I Am Not Charles


W2E Day 3: Morning Presentations

Posted in the Kitchen,the Living Room by Joe on September 30, 2010
Tags: , , , ,

JavaScript is the New Black – Why Node.js is Going to Rock Your World
by Tom Hughes-Croucher of Yahoo

Node is a Javascript interpreter that’s getting a lot of buzz. Basically it acts the same as a Python or Perl runtime (or as Tom said repeatedly, “Python or Ruby” – not a Perl fan apparently, which earns him some points with me), letting you run Javascript without a browser and putting it on the same level as the popular desktop or server-side scripting languages.

I’ve been wanting this for years: Javascript is a well-designed, powerful language with clean syntax, and there’s no reason it should be limited to embedding in browsers. And because it has a 100% lock on browser scripting, pretty much everybody has to learn it at some point anyway, so why switch back and forth between scripting languages for other tasks?

Tom makes this point more strongly, pointing out a huge number of job postings for Javascript programmers: web sites are now so complex that companies are not just hiring visual designers and expecting them to slap on some Javascript copied from a web site, they’re hiring full-fledged developers to code up their sites. Using Javascript on the server lets these developers write both back-end and front-end code rather than needing a separate team for each.

I don’t think this is a 100% win: every serious programmer should learn several languages so that they can distinguish the philosophy and structure of programming in general from the quirks of their particular language, so a pure Javascript developer who can’t pick up whatever language is being used on the server side isn’t much of a developer at all. But as long as you remain proficient in several languages – especially if they come from different paradigms – having to switch back and forth during day to day tasks which should be related does slow you down, so artificially limiting Javascript to the browser is a penalty even if it does help to discourage laziness.

The other big benefit touted by Tom is code reuse – which is a 100% win. There is often logic duplicated between client and server – form validation is a big example – and using Javascript on the server lets you use the exact same code, rather than having to rewrite the same algorithm in two different languages, a huge source of bugs. In fact, using Javascript on the server enables shared logic at a level that would be infeasible if it had to be written twice: consider a page that writes a lot of its HTML dynamically through Javascript. In a technique Tom refers to as “Progress Enhancement”, the first pass is done on the server, using the complete widget set and dynamic logic used on the client, so that as soon as the HTML is received it can be rendered instantly. But the dynamic Javascript is also repeated on the client side so that as the user interacts the page is reconfigured in the browser without going back to the server. (The server-side and client-side code will never be 100% identical, but at least it will have the same base rather than trying to do the same thing twice from scratch.) There is an example of this in the YUI/Express demo, with Yahoo UI widgets rendered first on the server without sacrificing client interaction. Tom demonstrated the Table View widget, which showed up a glitch in this scheme: the spacing generated on the server did not exactly match the client, so the widget originally rendered with header tabs squished together slightly and then spaced them out, leading to a slight UI flash. This is ugly and needs to be addressed (although I don’t know if it’s a systemic problem or just because the simplistic demo didn’t include any codeb to deal with it.) Still, that split second when the initial layout was flashed would have been blank without server-side rendering.

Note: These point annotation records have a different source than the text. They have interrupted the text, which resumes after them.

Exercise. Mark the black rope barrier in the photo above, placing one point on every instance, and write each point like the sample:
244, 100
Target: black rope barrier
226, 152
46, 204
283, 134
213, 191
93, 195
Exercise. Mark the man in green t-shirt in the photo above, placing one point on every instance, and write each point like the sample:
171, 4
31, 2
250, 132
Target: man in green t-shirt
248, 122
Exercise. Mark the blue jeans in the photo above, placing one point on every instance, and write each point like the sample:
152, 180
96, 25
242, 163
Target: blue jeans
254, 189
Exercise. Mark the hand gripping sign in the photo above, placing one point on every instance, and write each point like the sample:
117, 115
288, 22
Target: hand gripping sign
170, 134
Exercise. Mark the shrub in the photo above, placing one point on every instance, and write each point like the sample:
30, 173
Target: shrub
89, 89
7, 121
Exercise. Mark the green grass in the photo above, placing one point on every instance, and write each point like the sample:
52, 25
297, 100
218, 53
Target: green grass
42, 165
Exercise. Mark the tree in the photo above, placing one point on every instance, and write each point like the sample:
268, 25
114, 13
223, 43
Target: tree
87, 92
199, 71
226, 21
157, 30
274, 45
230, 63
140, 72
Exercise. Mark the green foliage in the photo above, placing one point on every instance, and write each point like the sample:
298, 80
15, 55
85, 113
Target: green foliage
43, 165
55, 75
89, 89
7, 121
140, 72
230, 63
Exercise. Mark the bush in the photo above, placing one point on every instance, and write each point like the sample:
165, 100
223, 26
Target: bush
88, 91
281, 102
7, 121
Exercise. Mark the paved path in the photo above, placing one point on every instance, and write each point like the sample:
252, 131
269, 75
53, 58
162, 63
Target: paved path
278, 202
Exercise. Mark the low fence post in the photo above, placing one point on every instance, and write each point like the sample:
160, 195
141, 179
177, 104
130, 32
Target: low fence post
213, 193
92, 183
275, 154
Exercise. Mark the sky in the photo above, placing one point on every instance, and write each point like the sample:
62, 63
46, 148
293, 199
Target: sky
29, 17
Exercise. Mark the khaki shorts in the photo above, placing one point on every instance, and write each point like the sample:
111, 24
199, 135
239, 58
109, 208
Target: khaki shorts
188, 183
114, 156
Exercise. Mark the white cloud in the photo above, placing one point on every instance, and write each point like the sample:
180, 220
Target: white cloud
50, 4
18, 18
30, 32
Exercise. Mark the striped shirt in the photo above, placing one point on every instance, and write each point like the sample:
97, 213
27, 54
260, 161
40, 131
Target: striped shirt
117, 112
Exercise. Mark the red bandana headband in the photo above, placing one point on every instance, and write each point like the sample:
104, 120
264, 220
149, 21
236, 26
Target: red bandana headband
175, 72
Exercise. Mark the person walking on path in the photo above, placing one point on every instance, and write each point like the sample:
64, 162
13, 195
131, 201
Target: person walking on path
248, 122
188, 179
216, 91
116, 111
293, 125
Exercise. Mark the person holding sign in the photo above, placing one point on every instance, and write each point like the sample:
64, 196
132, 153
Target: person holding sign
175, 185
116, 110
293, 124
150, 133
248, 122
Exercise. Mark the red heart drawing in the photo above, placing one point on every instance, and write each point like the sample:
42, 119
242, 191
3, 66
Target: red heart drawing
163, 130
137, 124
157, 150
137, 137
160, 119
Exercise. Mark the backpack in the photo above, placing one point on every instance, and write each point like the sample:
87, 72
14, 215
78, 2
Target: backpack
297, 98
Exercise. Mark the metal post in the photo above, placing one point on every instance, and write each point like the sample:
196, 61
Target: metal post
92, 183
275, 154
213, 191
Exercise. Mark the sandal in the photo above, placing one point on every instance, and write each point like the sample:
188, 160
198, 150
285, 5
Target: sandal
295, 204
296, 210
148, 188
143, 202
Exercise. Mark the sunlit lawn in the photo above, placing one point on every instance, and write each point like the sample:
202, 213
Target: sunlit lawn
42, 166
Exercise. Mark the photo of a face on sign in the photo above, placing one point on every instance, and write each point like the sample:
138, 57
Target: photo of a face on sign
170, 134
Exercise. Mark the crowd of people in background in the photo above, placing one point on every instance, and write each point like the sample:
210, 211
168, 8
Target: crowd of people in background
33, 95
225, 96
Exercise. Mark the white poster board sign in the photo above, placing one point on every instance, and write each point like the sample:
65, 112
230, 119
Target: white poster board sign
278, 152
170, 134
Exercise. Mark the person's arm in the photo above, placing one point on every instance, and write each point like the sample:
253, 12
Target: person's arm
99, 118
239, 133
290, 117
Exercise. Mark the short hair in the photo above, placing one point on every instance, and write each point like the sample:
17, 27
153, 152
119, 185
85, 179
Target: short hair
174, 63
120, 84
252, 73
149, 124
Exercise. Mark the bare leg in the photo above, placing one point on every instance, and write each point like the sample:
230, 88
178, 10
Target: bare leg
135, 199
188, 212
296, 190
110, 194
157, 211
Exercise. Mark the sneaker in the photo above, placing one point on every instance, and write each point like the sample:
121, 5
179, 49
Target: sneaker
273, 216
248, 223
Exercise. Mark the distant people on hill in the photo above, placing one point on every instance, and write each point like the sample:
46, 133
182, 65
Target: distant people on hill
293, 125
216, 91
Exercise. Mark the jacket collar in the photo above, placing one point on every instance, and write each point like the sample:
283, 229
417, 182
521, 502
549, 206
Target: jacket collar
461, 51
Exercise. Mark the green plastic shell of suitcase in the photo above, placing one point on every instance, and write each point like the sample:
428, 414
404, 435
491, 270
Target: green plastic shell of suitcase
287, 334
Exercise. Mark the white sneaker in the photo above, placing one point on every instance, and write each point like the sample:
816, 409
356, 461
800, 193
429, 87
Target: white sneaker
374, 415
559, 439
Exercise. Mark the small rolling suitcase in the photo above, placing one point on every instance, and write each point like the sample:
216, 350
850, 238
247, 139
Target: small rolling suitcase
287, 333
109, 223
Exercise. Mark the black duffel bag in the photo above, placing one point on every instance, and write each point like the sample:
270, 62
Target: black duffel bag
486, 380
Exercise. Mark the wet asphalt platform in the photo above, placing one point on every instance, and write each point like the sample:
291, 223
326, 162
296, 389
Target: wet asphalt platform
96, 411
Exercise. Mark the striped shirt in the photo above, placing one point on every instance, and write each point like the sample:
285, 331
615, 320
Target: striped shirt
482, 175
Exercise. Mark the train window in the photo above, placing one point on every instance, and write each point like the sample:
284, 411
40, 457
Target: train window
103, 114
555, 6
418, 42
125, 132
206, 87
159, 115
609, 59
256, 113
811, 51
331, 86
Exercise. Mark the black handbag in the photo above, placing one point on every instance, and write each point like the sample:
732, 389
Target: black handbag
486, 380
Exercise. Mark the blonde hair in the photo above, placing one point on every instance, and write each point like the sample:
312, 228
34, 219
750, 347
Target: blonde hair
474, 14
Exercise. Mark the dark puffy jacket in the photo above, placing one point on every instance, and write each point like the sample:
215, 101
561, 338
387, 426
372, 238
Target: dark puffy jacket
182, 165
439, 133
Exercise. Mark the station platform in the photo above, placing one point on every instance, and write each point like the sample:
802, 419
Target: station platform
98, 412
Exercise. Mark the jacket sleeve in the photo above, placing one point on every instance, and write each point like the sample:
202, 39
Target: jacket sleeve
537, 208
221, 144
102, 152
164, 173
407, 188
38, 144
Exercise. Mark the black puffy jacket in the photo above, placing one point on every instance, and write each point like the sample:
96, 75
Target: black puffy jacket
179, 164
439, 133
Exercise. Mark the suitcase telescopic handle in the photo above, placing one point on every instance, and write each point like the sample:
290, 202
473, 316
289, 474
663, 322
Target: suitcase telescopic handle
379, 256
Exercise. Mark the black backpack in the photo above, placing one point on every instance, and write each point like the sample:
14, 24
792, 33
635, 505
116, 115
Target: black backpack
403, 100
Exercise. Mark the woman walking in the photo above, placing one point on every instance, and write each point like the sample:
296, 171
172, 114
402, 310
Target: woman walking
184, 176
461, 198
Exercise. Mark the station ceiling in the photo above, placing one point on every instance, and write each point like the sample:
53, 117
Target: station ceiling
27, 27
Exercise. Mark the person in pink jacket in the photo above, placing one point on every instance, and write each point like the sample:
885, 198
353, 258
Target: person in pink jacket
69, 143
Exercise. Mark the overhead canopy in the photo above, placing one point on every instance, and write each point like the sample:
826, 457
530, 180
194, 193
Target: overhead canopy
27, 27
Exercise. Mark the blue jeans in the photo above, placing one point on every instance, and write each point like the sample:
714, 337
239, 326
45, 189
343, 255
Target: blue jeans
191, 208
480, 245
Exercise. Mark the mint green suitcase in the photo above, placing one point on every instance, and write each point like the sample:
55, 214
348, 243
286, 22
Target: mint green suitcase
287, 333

Under the hood, Node.js uses Google’s V8 engine and contains a non-blocking, event-driven HTTP server written in 100% Javascript which compares in performance with nginx. The performance graphs Tom showed were impressive and it seems to scale quite well (far better than Apache, for instance.) One big hole right now is that HTTPS support is sketchy, but this is being worked on.

One interesting technical note Tom highlighted: to make use of multi-core hardware with an event-driven server, new threads or processes need to be spun off by hand for heavy work (as opposed to automatically for each connection as in Apache). Although Node does support the fork system call, it also implements the HTML5 Web Workers spec. That means rather using slightly different concepts to spawn helpers on the client and the server, developers can reuse their knowledge when writing code in both places.

As a new language (in this context), Javascript doesn’t have as many 3rd-party libraries available as, say, Python and Ruby. But with the buzz it’s getting, more are popping up quickly: Tom showcased several, all available at GitHub:

NPM, the Node Package Manager
Mustache, a JSON-like templating language (which Twitter currently uses in JS in the client but Ruby on the server)
Express, an MVC framework similar to the lower levels of the Rails stack
Paperboy, a static file server

As well as using it as a web server, Node has an interactive shell just like Python’s or Ruby’s. Definitely going to be picking this up for my scripting needs, even though I don’t exactly do much server development.

Tom’s slides are online at http://speakerrate.com/sh1mmer.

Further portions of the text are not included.